Grattis Astrid Lindgren!

Heute wäre meine heißgeliebte Kinderbuchautorin 100 Jahre alt geworden. Wisst ihr eigentlich, dass sie als Astrid Anna Emilia Ericsson geboren wurde? Und Michel aus Lönneberg auf schwedisch Emil heißt? Aber noch wichtiger ist, dass Astrid Lindgren mich von der ersten bis zur letzten Seite jedes Buchs gefesselt hat. Sie hat mich in ihre Welt entführt und mir die Liebe zum Lesen und zu Schweden tief in mein Herz gepflanzt.

Wie bei Märchen üblich, stelle ich euch jetzt mal drei ihrer Geschichten vor. Empfehlenswert ist aber jede Fantasiereise mit Astrid Lindgren.

Die Brüder Löwenherz (schwedisch: Bröderna Lejonhjärta)
Der gelähmte und totkranke Karl Löwe (auch genannt Krümel) liebt seinen Bruder Jonatan über alles. Jonatan ist das, was Krümel nicht sein kann: beliebt, sportlich, hübsch und voller Leben. Dann passiert das Unfassbare: Die Wohnung der Löwes steht in hellen Flammen. Krümel ist eingeschlossen. Jonatan findet einen Weg zu ihm, springt mit Krümel aus dem Fenster. Krümel überlebt, aber sein Bruder, der ihn mit seinem Körper geschützt hat stirbt. Doch das Sterben ist nicht das Ende, sondern der Anfang dieser Geschichte, die wunderschön ist und doch zu Tränen rührt. Eher für ältere Kinder und Erwachsene zu empfehlen.

Ronja Räubertochter (schwedisch: Ronja Rövardotter)
In der Nacht als Ronja geboren wurde, spaltete ein Blitz die Räuberburg im Wald in zwei Teile. In der Mitte der Burg entsteht der „Höllenschlund“. Ronjas Papa Mattis ist der Räuberhäuptling und jagt jeden mit einem „Höllenfurz zum Donnerdrummel“, sagt jedenfalls Glatzen-Per. Mit Mama Lovis und den Räubern wächst die kleine Ronja auf. Als sie 10 Jahre alt wird, darf sie endlich allein durch die Wolfsklamm hinunter in den Wald und die Welt erkunden. Dabei trifft sie den Jungen Birk. Ronja findet heraus, dass er und die Borka-Räuber auf der anderen Seite des Höllenschlund in die Räuberburg eingezogen sind. Wenn das Mattis erfährt. Eine tolle Geschichte übers Kindsein sowie Leben und Leben lassen. Mit einem „Höllenfurz zum Donnerdrummel“ können sich bei mir heute noch viele scheren!
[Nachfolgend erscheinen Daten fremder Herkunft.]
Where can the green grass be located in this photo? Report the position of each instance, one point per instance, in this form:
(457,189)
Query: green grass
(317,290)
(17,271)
Mio, mein Mio (schwedisch: Mio, min Mio)
Bo Vilhelm Olsson (genannt Bosse) lebt in Stockholm und hat es nicht leicht im Leben. Er lebt bei Pflegeeltern, weil seine Mutter bei seiner Geburt gestorben ist. Sein Vater, so wird ihm gesagt, sei ein Rumtreiber. Bosse wünscht sich leidenschaftlich einen liebevollen Vater, so wie ihn sein Freund Benka hat. Eines seltsamen Tages bekommt er in einem Obstladen einen Apfel geschenkt, der zu Gold wird. Im Park findet Bosse später eine leere Flasche, aus der er den Korken zieht und so einen Geist befreit. Wie sich herausstellt, sucht der Geist Bosse. Er soll ihn zu seinem echten Vater, dem König des „Landes der Ferne“ bringen. Hier erlebt Bosse die Liebe eines Vater aber auch viele Abenteuer. Ein wirklich spannendes und manchmal trauriges Märchen.